Picture a pregnant woman interviewing for a job with zero intention of sticking around once her baby is born in a few months.
She could decide not to tell them this, thinking, “I could use the money I’ll earn until I give birth. They don’t need to know I won’t be coming back afterward. And they’ll probably have an easy time finding a replacement for me.”
Unfortunately, hiding her intention to leave in a few months will have consequences:
- For the employer and supervisors — wasted time and money training her for the job and a repeat of the process for someone else after she leaves.
- For her coworkers — who might come to rely on her and who will likely feel disappointed and even angry with her for leaving so soon.
- For herself — difficulty getting another job after jilting her previous employer.

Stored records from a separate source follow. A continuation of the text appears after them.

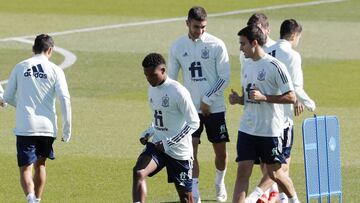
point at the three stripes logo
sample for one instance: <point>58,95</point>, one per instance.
<point>37,72</point>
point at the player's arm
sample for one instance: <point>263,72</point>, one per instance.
<point>283,82</point>
<point>147,134</point>
<point>234,97</point>
<point>11,87</point>
<point>61,89</point>
<point>298,82</point>
<point>223,69</point>
<point>173,64</point>
<point>192,120</point>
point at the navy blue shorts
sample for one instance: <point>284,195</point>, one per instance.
<point>179,171</point>
<point>215,126</point>
<point>29,148</point>
<point>268,149</point>
<point>288,140</point>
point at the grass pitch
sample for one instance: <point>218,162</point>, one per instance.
<point>108,90</point>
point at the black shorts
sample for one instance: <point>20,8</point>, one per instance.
<point>288,140</point>
<point>215,126</point>
<point>267,149</point>
<point>29,148</point>
<point>179,171</point>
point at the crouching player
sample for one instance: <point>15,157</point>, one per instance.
<point>175,119</point>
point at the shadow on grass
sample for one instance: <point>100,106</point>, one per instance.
<point>202,200</point>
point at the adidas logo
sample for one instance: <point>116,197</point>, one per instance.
<point>37,72</point>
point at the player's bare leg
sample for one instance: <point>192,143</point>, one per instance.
<point>184,196</point>
<point>283,197</point>
<point>27,183</point>
<point>195,171</point>
<point>144,166</point>
<point>221,159</point>
<point>284,182</point>
<point>39,177</point>
<point>241,187</point>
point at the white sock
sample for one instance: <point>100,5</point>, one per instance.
<point>220,177</point>
<point>294,199</point>
<point>255,195</point>
<point>274,188</point>
<point>195,187</point>
<point>283,198</point>
<point>31,198</point>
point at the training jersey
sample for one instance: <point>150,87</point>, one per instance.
<point>270,77</point>
<point>174,118</point>
<point>283,51</point>
<point>205,68</point>
<point>32,87</point>
<point>266,47</point>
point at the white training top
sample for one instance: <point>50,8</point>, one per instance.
<point>32,87</point>
<point>270,76</point>
<point>175,118</point>
<point>205,68</point>
<point>283,51</point>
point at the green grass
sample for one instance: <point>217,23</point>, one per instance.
<point>108,90</point>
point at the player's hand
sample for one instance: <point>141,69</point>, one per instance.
<point>159,146</point>
<point>65,139</point>
<point>256,95</point>
<point>144,140</point>
<point>234,97</point>
<point>2,103</point>
<point>205,109</point>
<point>298,108</point>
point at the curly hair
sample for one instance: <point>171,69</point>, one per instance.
<point>152,60</point>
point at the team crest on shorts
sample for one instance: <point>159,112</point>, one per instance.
<point>261,75</point>
<point>205,53</point>
<point>165,101</point>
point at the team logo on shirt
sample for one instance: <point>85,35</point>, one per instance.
<point>261,75</point>
<point>205,53</point>
<point>223,129</point>
<point>37,72</point>
<point>165,101</point>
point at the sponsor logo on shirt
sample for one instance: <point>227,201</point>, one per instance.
<point>165,101</point>
<point>261,75</point>
<point>205,53</point>
<point>196,71</point>
<point>36,71</point>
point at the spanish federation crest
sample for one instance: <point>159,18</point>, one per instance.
<point>205,53</point>
<point>261,75</point>
<point>165,101</point>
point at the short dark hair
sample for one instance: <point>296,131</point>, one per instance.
<point>42,43</point>
<point>253,32</point>
<point>197,13</point>
<point>289,27</point>
<point>152,60</point>
<point>259,18</point>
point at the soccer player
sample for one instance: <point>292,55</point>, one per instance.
<point>175,119</point>
<point>290,34</point>
<point>204,62</point>
<point>32,87</point>
<point>261,20</point>
<point>2,102</point>
<point>266,85</point>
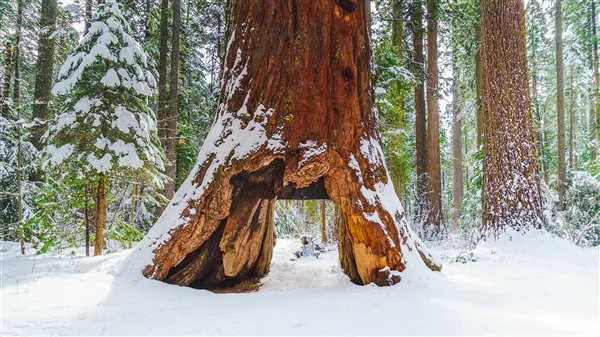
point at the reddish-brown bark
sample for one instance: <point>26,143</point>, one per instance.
<point>295,119</point>
<point>511,194</point>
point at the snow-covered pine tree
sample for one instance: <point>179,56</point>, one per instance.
<point>105,126</point>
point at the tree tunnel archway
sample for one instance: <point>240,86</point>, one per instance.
<point>295,119</point>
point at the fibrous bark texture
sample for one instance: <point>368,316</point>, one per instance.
<point>434,171</point>
<point>43,77</point>
<point>420,111</point>
<point>511,194</point>
<point>295,120</point>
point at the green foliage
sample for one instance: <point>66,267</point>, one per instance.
<point>393,85</point>
<point>58,222</point>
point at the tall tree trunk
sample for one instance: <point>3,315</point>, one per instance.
<point>8,72</point>
<point>162,72</point>
<point>572,123</point>
<point>171,131</point>
<point>89,4</point>
<point>132,214</point>
<point>511,195</point>
<point>295,110</point>
<point>323,222</point>
<point>43,78</point>
<point>420,112</point>
<point>434,174</point>
<point>560,106</point>
<point>478,83</point>
<point>458,184</point>
<point>17,56</point>
<point>538,116</point>
<point>20,191</point>
<point>87,217</point>
<point>595,56</point>
<point>100,215</point>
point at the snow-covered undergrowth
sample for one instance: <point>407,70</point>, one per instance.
<point>535,284</point>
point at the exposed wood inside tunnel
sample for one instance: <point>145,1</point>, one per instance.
<point>295,121</point>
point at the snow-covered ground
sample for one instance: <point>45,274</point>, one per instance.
<point>532,285</point>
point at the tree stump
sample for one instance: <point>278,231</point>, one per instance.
<point>295,121</point>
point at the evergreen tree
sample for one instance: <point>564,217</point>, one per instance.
<point>105,126</point>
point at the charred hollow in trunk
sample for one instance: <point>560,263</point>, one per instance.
<point>295,121</point>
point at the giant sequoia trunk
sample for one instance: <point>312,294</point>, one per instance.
<point>294,121</point>
<point>511,192</point>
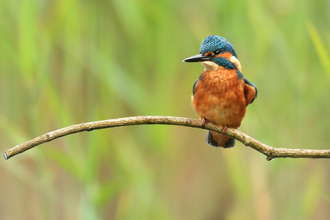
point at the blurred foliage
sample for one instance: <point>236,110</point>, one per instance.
<point>67,62</point>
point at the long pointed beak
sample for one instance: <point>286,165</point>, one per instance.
<point>197,58</point>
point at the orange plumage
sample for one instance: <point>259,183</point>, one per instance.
<point>221,93</point>
<point>221,98</point>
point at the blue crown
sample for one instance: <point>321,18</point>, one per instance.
<point>213,43</point>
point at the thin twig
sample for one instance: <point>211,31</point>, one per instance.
<point>269,151</point>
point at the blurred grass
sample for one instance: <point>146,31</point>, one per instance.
<point>67,62</point>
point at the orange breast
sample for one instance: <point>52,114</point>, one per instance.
<point>219,97</point>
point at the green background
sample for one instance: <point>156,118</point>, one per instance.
<point>65,62</point>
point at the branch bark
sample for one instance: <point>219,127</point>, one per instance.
<point>269,151</point>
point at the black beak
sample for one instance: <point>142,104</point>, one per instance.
<point>197,58</point>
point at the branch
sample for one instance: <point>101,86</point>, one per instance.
<point>269,151</point>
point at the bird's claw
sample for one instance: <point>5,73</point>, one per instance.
<point>204,121</point>
<point>224,129</point>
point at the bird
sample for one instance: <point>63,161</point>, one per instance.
<point>221,93</point>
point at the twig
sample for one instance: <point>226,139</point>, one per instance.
<point>269,151</point>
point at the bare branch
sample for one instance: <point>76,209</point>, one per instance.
<point>269,151</point>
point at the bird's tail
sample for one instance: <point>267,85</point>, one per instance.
<point>218,140</point>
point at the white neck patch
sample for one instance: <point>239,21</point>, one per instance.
<point>209,65</point>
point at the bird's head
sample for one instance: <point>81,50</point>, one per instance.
<point>216,51</point>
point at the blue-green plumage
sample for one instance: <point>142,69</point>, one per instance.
<point>213,43</point>
<point>226,110</point>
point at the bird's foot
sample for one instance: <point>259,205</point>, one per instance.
<point>224,129</point>
<point>204,121</point>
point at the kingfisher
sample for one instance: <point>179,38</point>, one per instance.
<point>221,93</point>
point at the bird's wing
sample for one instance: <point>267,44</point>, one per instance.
<point>250,91</point>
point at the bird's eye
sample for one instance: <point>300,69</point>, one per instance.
<point>217,52</point>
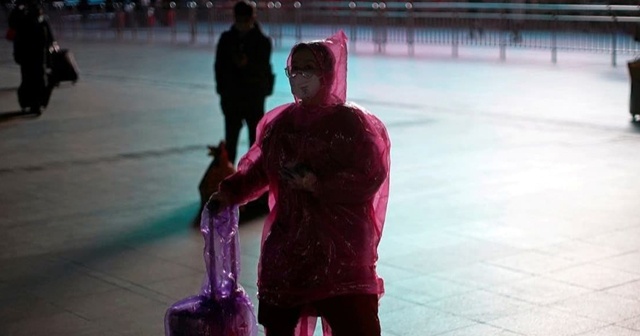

She can avoid all this by being transparent about her intentions.
5. When the truth comes out, the loss of trust may be permanent.
When someone finally discovers the truth you were hiding from them, they’re likely to be angry. After all, you hid that information to steer their opinion of you in a more favorable direction, so they’ll feel manipulated as well as deceived.
And the more you gained by the deception, the worse they’ll feel about it. It’s one thing if you lied or were silent about something because you feared how it would affect their self-confidence or self-esteem. It’s another if you lied by omission to protect yourself.
Even if you thought you were acting to their benefit, though, they won’t trust you as much as they did before. And they might never again.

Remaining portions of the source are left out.